Previous legislative efforts to ban the death penalty have stalled in a Senate committee in recent years. But Jane Henderson, executive director of Maryland Citizens Against State Executions, said she believes the political climate may have changed.

“I believe that the chances [of a death-penalty repeal] are better now,” she said. “I am taking the senators at their word that they will make this a priority.”

The commission argued that the state could save money by abolishing the death penalty, calculating that about $186 million could have been saved between 1978 and 1999 by seeking life sentences with no possibility of parole.

“The cost of pursuing a capital case is estimated conservatively to be at least three times the cost of a non-death-penalty homicide prosecution ($1.1 million to $2.9 million),” the report says. The money saved could be spent elsewhere in the law enforcement system or used to prevent violent crime and increase services to victims’ families.

The commission also said the likelihood of a capital prosecution being brought differs “alarmingly” among the state’s counties and cities, even when the circumstances are similar.

Baltimore County prosecutors seek death sentences about 13 times more frequently than Baltimore City prosecutors, according to the report. Baltimore County is five times more likely to seek the death penalty than Montgomery County.

But a minority report signed by eight of the commission’s 23 members says Maryland rarely uses the death penalty, and that principles of local rule should allow prosecutors to seek capital punishment in horrific murder cases.

The commission held five public hearings, taking testimony from specialists and members of the public, plus five additional meetings in which the testimony and evidence presented to the commission were discussed and later voted upon. The commission voted 13-9 last month in favor of abolishing the death penalty in Maryland.

“After hearing from many experts and families who have had the misfortune of going through the process of capital punishment, I am confident that we have examined every angle and come to the conclusion that best serves our fellow Marylanders,” said Benjamin R. Civiletti, chairman of the commission.

Gov.
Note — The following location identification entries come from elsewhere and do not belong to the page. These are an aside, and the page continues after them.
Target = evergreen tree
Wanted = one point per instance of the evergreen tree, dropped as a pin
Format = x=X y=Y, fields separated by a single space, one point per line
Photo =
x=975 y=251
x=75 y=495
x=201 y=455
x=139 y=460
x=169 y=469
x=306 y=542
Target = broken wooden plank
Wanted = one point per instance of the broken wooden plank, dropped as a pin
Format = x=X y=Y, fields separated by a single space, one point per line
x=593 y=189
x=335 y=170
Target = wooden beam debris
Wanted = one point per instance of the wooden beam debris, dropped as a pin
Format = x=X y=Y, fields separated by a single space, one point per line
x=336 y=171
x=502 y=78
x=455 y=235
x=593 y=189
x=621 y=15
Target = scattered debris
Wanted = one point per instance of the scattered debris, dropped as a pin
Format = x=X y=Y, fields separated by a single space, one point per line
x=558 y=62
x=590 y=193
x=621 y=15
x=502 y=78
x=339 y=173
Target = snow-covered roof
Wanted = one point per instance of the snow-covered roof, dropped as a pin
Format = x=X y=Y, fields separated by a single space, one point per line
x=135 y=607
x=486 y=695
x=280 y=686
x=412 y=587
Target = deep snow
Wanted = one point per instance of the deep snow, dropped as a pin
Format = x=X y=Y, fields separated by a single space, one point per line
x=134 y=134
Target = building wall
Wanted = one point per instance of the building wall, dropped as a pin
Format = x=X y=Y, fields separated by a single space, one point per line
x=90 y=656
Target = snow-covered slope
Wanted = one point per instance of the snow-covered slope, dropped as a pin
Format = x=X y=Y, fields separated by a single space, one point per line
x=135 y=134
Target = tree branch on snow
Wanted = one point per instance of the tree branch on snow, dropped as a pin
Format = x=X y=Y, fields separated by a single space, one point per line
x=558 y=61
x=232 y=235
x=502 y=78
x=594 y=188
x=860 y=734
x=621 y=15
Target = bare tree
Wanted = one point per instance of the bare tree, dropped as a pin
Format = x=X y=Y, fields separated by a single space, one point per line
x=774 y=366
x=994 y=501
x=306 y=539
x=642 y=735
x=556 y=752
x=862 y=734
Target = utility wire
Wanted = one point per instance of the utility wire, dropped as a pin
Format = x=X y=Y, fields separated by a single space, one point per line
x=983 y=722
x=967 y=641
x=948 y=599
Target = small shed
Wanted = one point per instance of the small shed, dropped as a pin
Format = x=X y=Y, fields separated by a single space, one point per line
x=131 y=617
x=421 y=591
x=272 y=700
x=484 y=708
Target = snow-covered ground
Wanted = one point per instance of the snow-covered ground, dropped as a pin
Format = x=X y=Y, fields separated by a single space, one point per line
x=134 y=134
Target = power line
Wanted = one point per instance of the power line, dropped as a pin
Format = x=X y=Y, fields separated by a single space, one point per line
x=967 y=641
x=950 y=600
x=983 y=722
Martin O’Malley, a Democrat, a Catholic and a death-penalty opponent, said he understands the sensitive nature of the issue and “that this is a very personal issue for members of the General Assembly, families of victims, law enforcement and the public, but it is my hope that we can all take the time to review the facts presented in this report thoroughly and with an open mind.”

Maryland is among 36 states that allow capital punishment, and it has five inmates currently on death row. Maryland has carried out two executions since 2000: one in 2004 and another in 2005.

The death penalty is administered by lethal injection in Maryland, but its application was barred by the Maryland Court of Appeals in 2006 until the state submits procedures that are approved by a legislative committee.

The U.S. Supreme Court ruled in April in a Kentucky case that lethal injection does not violate the constitutional ban against cruel and unusual punishment, prompting Virginia Gov. Tim Kaine to lift that state’s moratorium immediately.